Patung biawak Wonosobo ini sendiri merupakan hasil karya Rejo Arianto, seorang warga lokal yang dikenal memiliki bakat dalam seni patung dan pembuatan ornamen berbahan semen.
Namun di tengah viralnya patung biawak ini, muncul pula pertanyaan yang cukup menarik perhatian, bagaimana hukum memakan daging biawak dalam pandangan Islam?
Simak Video Pilihan Ini:
Kondisi Arus Mudik 2025 di Tol dan Jalur Pantura Pemalang Jateng
Hukum Makan Daging Biawak
Ustadz Abdul Somad (UAS) memberikan penjelasan terkait hal ini dalam sebuah ceramah yang tayang di kanal YouTube Syekh Abdu Somad, sebagaimana dikutip Selasa (29/04/2025).
Menurut Ustadz Abdul Somad, biawak merupakan salah satu hewan darat yang status kehalalannya masih sering diperdebatkan. Meski demikian, secara umum ia menyebut bahwa biawak tergolong haram untuk dikonsumsi.
“Biawak itu haram dikarenakan itu binatang buas,” ujar Ustadz Abdul Somad saat menjawab pertanyaan dari jamaah mengenai hukum memakan rendang biawak.
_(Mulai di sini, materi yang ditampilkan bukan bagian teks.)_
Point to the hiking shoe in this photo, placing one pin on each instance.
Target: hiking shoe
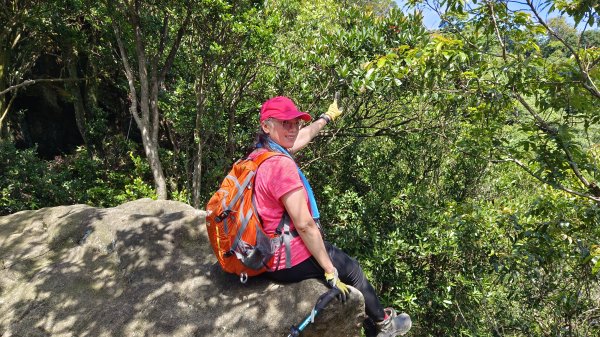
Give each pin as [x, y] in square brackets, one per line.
[394, 325]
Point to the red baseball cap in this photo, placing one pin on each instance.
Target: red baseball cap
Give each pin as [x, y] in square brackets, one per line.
[282, 108]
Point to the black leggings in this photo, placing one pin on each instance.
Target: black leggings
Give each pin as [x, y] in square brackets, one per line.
[349, 272]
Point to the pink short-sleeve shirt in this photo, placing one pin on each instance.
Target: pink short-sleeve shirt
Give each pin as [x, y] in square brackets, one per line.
[275, 177]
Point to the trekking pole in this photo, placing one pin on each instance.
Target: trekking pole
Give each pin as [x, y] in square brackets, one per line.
[322, 302]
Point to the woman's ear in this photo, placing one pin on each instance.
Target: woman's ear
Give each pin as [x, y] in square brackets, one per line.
[265, 126]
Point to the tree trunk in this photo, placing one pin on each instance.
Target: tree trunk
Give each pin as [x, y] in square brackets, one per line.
[78, 103]
[149, 120]
[197, 171]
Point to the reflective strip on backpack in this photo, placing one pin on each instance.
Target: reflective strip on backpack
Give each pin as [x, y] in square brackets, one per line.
[241, 188]
[245, 219]
[287, 238]
[224, 207]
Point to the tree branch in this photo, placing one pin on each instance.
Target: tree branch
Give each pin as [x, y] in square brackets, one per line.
[588, 83]
[552, 132]
[555, 185]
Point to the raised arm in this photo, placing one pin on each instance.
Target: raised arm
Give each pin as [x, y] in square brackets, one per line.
[307, 133]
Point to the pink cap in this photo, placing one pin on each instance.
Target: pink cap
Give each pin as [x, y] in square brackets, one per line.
[282, 108]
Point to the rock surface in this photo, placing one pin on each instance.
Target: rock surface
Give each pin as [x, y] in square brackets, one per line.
[144, 268]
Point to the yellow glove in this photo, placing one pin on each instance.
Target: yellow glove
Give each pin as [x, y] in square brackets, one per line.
[334, 282]
[332, 113]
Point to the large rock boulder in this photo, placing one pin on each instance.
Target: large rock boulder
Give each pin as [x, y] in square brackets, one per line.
[144, 268]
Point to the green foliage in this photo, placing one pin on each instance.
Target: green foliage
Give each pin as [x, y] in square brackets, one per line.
[32, 183]
[456, 175]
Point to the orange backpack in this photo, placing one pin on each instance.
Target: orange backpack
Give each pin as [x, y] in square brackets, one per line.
[234, 227]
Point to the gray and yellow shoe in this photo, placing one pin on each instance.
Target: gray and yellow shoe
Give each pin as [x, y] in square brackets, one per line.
[394, 325]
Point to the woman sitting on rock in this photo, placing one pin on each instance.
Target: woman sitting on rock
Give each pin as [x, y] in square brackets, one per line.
[281, 187]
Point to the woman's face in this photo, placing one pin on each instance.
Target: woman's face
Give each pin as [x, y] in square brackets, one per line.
[282, 132]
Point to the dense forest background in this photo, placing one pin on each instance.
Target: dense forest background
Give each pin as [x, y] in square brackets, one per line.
[463, 173]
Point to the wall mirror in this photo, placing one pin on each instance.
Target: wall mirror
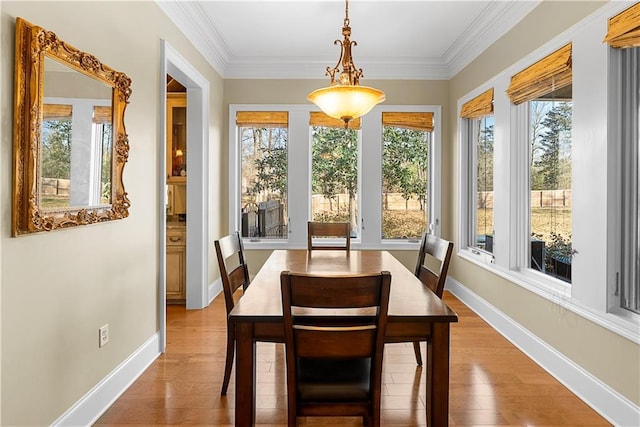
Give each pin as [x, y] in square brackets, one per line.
[70, 143]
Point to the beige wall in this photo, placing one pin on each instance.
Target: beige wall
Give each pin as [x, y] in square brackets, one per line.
[58, 288]
[606, 355]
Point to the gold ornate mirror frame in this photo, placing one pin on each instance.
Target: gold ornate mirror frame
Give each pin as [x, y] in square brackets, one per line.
[33, 45]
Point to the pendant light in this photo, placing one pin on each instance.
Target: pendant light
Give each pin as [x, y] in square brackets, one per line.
[344, 98]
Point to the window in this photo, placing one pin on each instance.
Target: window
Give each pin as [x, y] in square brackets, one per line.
[329, 173]
[545, 87]
[56, 155]
[406, 142]
[103, 131]
[76, 158]
[550, 184]
[334, 170]
[478, 113]
[263, 139]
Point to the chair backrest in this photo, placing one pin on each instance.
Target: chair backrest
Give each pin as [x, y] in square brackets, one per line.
[439, 249]
[353, 327]
[234, 273]
[328, 229]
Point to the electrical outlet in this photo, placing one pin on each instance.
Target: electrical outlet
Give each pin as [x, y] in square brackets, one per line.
[103, 335]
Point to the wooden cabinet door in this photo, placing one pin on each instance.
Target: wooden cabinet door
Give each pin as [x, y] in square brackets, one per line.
[176, 265]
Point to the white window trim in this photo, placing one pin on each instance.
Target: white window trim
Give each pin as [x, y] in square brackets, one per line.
[590, 305]
[299, 192]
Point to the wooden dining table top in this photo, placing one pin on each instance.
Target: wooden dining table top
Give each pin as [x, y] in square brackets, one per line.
[409, 300]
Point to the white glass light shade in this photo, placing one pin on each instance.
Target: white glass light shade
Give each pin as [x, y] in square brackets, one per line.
[346, 102]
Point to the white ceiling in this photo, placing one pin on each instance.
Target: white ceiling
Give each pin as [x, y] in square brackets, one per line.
[396, 39]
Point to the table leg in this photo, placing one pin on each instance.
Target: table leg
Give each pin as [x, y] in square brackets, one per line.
[245, 375]
[437, 376]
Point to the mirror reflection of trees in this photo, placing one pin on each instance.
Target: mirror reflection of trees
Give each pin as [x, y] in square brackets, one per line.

UAS merujuk pada ayat dalam Al-Qur’an, surat Al-Maidah ayat 3, yang secara tegas melarang konsumsi daging dari hewan-hewan tertentu termasuk yang diterkam binatang buas.
Ayat tersebut berbunyi:
حُرِّمَتْ عَلَيْكُمُ الْمَيْتَةُ وَالدَّمُ وَلَحْمُ الْخِنْزِيرِ وَمَا أُهِلَّ لِغَيْرِ اللَّهِ بِهِ وَالْمُنْخَنِقَةُ وَالْمَوْقُوذَةُ وَالْمُتَرَدِّيَةُ وَالنَّطِيحَةُ وَمَا أَكَلَ السَّبُعُ إِلَّا مَا ذَكَّيْتُمْ وَمَا ذُبِحَ عَلَى النُّصُبِ
Artinya: “Diharamkan bagimu (memakan) bangkai, darah, daging babi, (daging hewan) yang disembelih atas nama selain Allah, yang tercekik, yang terpukul, yang jatuh, yang ditanduk, dan diterkam binatang buas, kecuali yang sempat kamu menyembelih, dan (diharamkan bagimu) yang disembelih untuk berhala.”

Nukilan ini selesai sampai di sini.